Drinks industry calls for ‘reopening roadmap’ for 3,500 closed pubs


A roadmap to bring certainty to publicans and comfort to local communities is needed urgently and should be debated by the Dáil today 

Group welcome comments this morning from Minister McEntee on getting pubs reopen  

  • Ireland’s pubs and bars continue to endure longest lockdown in the EU 
  • Group seeking 15% reduction in excise tax on alcohol to be provided in the Budget as Ireland’s excise is the second highest in the EU 
  • DIGI represents over 14,000 drinks and hospitality businesses  
  • 13 EU member states reopened their bars in May; nine, reopened in June 

The Drinks Industry Group of Ireland (DIGI), the umbrella organisation that represents Ireland’s drinks and hospitality industry, including pubs, restaurants, hotels, off-licences, brewers, and distillers, has called for a reopening roadmap for the 3,500 pubs that remain closed to bring certainty to publicans and comfort to local communities as the lockdown of pubs – ‘community hubs’ – is severely impacting our rural towns and villages.  

The call comes as the Dáil is set to return today and debate the proposed legislation to empower Gardaí to close any pubs that are not complying with public health guidelines. 

The group welcomed comments from the Minister for Justice Helen McEntee TD this morning with regard the legislation which would ‘pave the way for wet pubs to reopen’ and look forward to that pathway being defined. 

According to DIGI, a debate centred on reopening the 3,500 pubs needs to happen in tandem and a roadmap for the reopening prioritised urgently. 

The group is also calling for a reduction in excise tax in Budget 2021 as data shows Irish pubs and bars have endured the longest lockdown in the EU. 

‘60% of Ireland’s pubs and bars have been closed for almost six months. That is 3,500 pubs who are businesses, and in the majority of cases, the main employer in our towns, villages and rural communities. Pubs are the main source of income for families, our young people and as many as 90,000 people directly employed by the drinks industry. They are community hubs that provide a place to socialise and for people to gather and meet in local communities – the continued lockdown is severely impacting on community life, further exasperating the effects of the necessary Covid-19 lockdown since March.’ 

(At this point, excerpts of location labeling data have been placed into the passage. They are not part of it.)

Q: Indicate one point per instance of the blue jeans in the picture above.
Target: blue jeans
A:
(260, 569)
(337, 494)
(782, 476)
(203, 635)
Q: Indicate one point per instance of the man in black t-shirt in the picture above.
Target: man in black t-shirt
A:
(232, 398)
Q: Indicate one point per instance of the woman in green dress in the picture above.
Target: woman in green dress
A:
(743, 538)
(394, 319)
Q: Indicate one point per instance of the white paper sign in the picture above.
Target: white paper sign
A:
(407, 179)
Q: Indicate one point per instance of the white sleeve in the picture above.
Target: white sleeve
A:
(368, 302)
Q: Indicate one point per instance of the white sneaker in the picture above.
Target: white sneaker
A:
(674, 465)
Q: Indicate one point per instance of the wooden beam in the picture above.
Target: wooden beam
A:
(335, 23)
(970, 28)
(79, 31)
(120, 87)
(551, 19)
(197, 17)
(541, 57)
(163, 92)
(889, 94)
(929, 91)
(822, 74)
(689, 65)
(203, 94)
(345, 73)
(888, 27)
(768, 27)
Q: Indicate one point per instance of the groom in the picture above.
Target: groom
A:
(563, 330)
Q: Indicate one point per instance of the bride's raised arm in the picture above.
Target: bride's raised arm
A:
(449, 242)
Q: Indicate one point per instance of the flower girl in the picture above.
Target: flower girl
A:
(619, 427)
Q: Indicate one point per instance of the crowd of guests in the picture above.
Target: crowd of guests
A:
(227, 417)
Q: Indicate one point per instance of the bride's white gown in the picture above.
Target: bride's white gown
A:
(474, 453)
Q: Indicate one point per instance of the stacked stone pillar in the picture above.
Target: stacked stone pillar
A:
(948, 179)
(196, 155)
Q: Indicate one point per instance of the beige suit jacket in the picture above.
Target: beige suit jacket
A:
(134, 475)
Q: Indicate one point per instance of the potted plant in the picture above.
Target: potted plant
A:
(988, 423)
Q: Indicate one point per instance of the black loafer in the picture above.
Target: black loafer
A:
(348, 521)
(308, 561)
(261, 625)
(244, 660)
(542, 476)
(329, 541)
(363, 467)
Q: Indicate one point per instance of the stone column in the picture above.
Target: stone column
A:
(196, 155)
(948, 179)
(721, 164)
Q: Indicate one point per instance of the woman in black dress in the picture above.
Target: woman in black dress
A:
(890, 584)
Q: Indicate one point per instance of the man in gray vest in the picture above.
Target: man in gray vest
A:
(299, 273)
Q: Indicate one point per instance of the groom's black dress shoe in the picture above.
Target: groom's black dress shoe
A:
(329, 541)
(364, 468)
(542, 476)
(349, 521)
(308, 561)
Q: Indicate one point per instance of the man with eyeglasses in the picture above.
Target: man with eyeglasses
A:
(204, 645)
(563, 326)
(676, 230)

‘As our leaders meet today, we urge them to put the reopening of pubs firmly on their agenda and to provide some certainty to allow these businesses to plan, both financially for the future of the business and personally – business owners have bills to pay and family commitments to meet. And to provide some comfort to local communities to assure them normality will resume. The alternative is devasted communities and job losses as businesses will fold. 

‘The €16 million package announced last Friday is short-sighted. When you deduct the allowance for licence renewals (up to €9.6m) and the waiving of associated court fees and excise duties, €6.4m remains for the 3,500 closed pubs. On average, this equates to a little over €1,800 for closed pubs or €300 for each of the six months they have been closed. As one of Ireland’s strongest domestic industries and largest employers, this support is unjust.’ 

Thirteen EU member states, including Germany, Italy, and Austria, permitted their bars to reopen in May with social distancing restrictions in place. A further nine EU member states, including France, Spain, and the Netherlands, permitted reopening in June. Only Portugal reopened its bars later, in August. Sweden did not impose a lockdown, while bars in Latvia have been allowed to stay open throughout the pandemic, provided they can maintain two metres of distance between patrons. In neighbouring Britain, pubs were allowed to reopen on 4 July. Among EU member states, only Romania has kept its indoor bars shut, though owners have been allowed to serve patrons outdoors since June, provided they have an open-air terrace. 

Excise Reduction 

Ireland’s drinks industry directly employs more than 90,000 people and indirectly, through supporting businesses, upwards of 175,000, the majority in rural Ireland. Despite these clear contributions to the country’s economy and society, Ireland’s drinks and hospitality industry has received limited industry-specific Government support, the €16 million announced last Friday is short-term thinking and fails to grasp the magnitude of the situation that publicans are facing, according to DIGI. 

DIGI, which represents over 14,000 drinks and hospitality businesses, has called for a 15% reduction in excise tax on alcohol in Budget 2021. Ireland has the second highest overall excise tax on alcohol in the EU. A reduction in excise tax would support drinks and hospitality businesses to recover from a six-month closure, provide certainty to reopen and go some way to cover the losses of operating at reduced capacity for the foreseeable future.